Only after the adoption of all EU member states can the agreement come fully into force, including provisions on investment protection, which proved controversial in the past.
“11 countries are still missing,” said Verena Hubertz, vice-chairman of the Bundestag group of Germany’s leading governing party SPD. “But we’re optimistic, now that we’re leading the way, that others will follow quickly,” she said.
In 2016, tens of thousands have protested against CETA alongside TTIP, the then-sought trade and investment agreement between the EU and the USA, as they feared investment protection could impede governments’ ability to regulate companies, such as for consumer or environmental protection.
“Why did we wait for so long?” Hubertz asked in the parliamentary debate. “We’ve waited for a ruling of the federal constitutional court. Also, it’s 1,300 pages. If you look closely, you’ll see that it’s not only about customs, it’s already about sustainability, about social standards,” she said.
“But we also addressed some concerns, and those are very relevant, that those arbitration courts, where large companies can just pick the judge with money, that we leave those behind us,” she added.
In contrast to previous investment protection agreements, CETA creates a permanent and institutionalised dispute settlement tribunal. Judges will no longer be appointed ad hoc by the parties who are involved in the dispute but will come out of a standing pool.
However, critics say that this does not address their core concerns, calling legal arbitration in CETA only “slightly better” than in other investment protection agreements. “More important are actually the material protection standards granted to investors,” Cornelia Maarfield of Climate Action Network Europe, an NGO, told EURACTIV. “In CETA as well, this does not only address direct expropriation but also ‘indirect expropriation’,” she said.

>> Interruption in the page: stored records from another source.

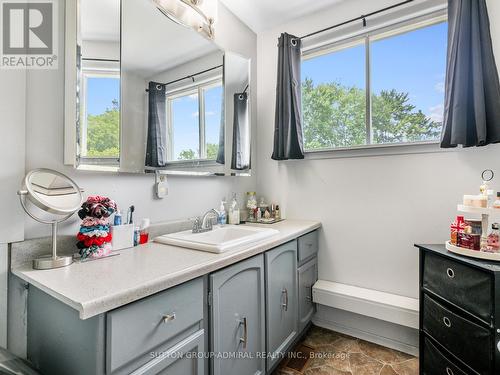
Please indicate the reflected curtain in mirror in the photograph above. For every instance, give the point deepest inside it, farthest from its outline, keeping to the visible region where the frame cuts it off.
(288, 143)
(221, 152)
(472, 97)
(240, 158)
(156, 148)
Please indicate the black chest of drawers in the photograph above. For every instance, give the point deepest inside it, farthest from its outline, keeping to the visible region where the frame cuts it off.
(459, 313)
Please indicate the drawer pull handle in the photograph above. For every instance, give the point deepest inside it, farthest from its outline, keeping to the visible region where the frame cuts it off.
(285, 304)
(447, 322)
(244, 339)
(450, 273)
(309, 297)
(168, 318)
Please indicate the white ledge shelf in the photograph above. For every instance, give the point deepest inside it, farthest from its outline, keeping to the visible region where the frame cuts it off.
(376, 304)
(478, 210)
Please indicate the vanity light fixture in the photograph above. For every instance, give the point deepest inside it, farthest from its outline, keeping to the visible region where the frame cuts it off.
(56, 195)
(189, 14)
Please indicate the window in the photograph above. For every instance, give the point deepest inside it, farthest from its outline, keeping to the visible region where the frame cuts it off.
(194, 122)
(100, 120)
(402, 70)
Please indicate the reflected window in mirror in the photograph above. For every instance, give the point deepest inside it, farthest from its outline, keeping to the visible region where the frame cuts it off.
(100, 115)
(194, 116)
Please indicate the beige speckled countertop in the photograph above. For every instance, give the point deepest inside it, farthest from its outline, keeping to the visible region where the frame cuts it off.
(96, 287)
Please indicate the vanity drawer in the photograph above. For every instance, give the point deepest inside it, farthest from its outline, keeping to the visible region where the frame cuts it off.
(458, 335)
(462, 285)
(135, 330)
(435, 362)
(308, 246)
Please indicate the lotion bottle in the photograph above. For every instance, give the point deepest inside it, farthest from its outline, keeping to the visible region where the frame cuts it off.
(222, 219)
(234, 212)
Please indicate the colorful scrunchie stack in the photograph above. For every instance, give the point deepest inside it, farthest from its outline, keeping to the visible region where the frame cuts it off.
(94, 238)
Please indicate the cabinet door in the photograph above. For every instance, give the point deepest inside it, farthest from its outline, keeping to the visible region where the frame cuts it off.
(308, 275)
(237, 318)
(185, 358)
(281, 300)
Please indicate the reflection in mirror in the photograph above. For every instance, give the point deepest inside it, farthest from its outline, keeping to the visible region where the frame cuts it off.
(153, 94)
(98, 131)
(238, 78)
(56, 194)
(48, 190)
(182, 109)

“It also grants investors a ‘right to fair and equitable treatment’, something which is interpreted by many arbitral tribunals to mean that regulatory environments must remain stable. But as states are called upon in the wake of multiple crises, the regulatory environment can change significantly,” she said.
Industry representatives, in contrast, cheered the decision. “The ratification of the agreement is an overdue step,” said Siegfried Russwurm of the German Industry Association (BDI). “It must now give the EU new momentum in trade policy. Germany and the EU need open markets, especially in times of increasing protectionism,” he said.